Hamilton's rule is regarded as a useful tool in the understanding of social evolution, but it relies on restrictive, overly simple assumptions. Here we model more realistic situations, in which the traditional Hamilton's rule generally fails to predict the direction of selection. We offer modifications that allow accurate predictions, but also show that these Hamilton's rule type inequalities do not predict long-term outcomes. To illustrate these issues we propose a two-level selection model for the evolution of cooperation. The model describes the dynamics of a population of groups of cooperators and defectors of various sizes and compositions and contains birth–death processes at both the individual level and the group level.

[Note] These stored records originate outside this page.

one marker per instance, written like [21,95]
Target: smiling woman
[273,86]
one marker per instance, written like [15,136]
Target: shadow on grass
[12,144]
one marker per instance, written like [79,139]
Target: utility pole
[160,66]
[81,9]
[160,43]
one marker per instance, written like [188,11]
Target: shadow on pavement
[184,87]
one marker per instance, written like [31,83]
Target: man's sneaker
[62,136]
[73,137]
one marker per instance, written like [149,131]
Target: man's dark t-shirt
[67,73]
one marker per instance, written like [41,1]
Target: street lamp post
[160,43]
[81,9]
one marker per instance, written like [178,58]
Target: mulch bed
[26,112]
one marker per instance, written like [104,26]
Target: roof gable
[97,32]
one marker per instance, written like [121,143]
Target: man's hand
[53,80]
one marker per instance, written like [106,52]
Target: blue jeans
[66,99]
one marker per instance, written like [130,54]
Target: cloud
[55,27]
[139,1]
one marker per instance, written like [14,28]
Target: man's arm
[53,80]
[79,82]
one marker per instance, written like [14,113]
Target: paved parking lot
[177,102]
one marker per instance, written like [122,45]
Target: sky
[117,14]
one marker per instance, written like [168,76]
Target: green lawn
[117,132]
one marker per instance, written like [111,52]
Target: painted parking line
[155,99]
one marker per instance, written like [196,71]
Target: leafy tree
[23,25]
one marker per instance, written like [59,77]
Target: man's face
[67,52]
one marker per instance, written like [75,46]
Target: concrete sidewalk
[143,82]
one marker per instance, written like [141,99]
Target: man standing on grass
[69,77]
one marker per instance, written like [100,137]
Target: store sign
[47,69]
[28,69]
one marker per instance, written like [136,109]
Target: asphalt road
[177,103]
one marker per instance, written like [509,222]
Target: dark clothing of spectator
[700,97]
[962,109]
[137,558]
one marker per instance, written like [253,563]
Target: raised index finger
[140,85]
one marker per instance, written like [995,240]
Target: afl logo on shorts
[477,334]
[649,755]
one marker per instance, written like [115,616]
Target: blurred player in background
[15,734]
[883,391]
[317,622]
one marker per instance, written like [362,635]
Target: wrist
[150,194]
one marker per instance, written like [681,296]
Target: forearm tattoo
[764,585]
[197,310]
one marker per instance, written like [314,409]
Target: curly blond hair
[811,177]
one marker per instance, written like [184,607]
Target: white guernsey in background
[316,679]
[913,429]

We derive Hamilton-like inequalities that accurately predict short-term evolutionary change, but do not reliably predict long-term evolutionary dynamics. Over evolutionary time, cooperators and defectors can repeatedly change roles as the favored type, because the amount of assortment between cooperators changes in complicated ways due to both individual-level and group-level processes. The equation that governs the dynamics of cooperator/defector assortment is a certain partial differential equation, which can be solved numerically, but whose behaviour cannot be predicted by Hamilton's rules, because Hamilton's rules only contain first-derivative information. In addition, Hamilton's rules are sensitive to demographic fitness effects such as local crowding, and hence models that assume constant group sizes are not equivalent to models like ours that relax that assumption. In the long-run, the group distribution typically reaches an equilibrium, in which case Hamilton's rules necessarily become equalities.